Investment Update Feb 2020

Only 5 months to go!

After its stellar performance in 2019, a lot of folks expected a “pullback” in the market. For January, it appears the market agreed, and the S&P 500 dipped 1.0%, from $3,257.85 to $3,225.52 (Note, it has since rebounded to $3,327.71, or up 2.1% for the year). Like most folks, I was intent to just “let it ride” and even if 2020 was a “null” year with limited growth, it was better to be in the market rather than trying to time the market.

As you know, the allocation for my retirement accounts (IRAs, 401K, etc) is pretty much index funds, spread out between the  S&P 500, small-cap, international, REITs and bonds.
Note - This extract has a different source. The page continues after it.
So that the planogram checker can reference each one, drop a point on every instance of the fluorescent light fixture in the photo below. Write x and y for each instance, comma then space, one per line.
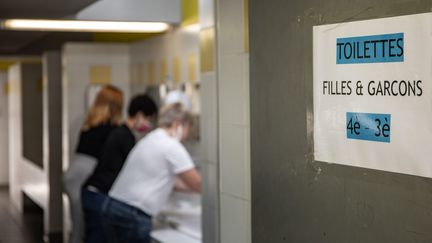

I did rebalance my portfolio at the beginning of the year, similar to what I did back in July 2019. As expected, this resulted in me selling some stocks, and purchasing some bonds and REITs – items which actually did very well in January.

Retirement Accounts: Remember, my allocation for these is:

  • 30% Bond Index Fund
  • 17.5% S&P500 Index Fund
  • 17.5% International Index Fund
  • 17.5% Small Cap Index Fund
  • 17.5% REIT Index Fund

My 401K doesn’t have REIT option, so its just 25% for each.

S&P was down a little, but the Small caps were down about -2.0%, and International was down -3.2%. Bonds were up +2.2% and REITs were up about 1.0% – so the items I sold at the beginning of January, I sold high, and the items I bought, I purchased low – the big goal for any investor. My 401K account, since it doesn’t have a REIT option, did not gain the benefits from it.

My dividend account allocation original allocation was:

  • 25% Dividend Stocks
  • 25% REITs
  • 50% Bond Index Funds

However, I got tired of getting poor results from my heavily weighted bonds (the stocks were actually returning more dividends than the bond funds) so I changed it to a 50% dividend stocks/50%  REITs allocation. For January, the result was a dip of about -1.9%, though this could be just the timing of it all. The stocks have already rebounded in February, and I’m going to be getting higher dividend payments – so it should be good.

For January, I’m down about -0.26%. My bonds and REITs helped make up for the poorer stock performance, which is what you have those things for. February is shaping up well, so I’m looking forward to seeing what comes of that.

Hope your January was good, and the year is starting out well!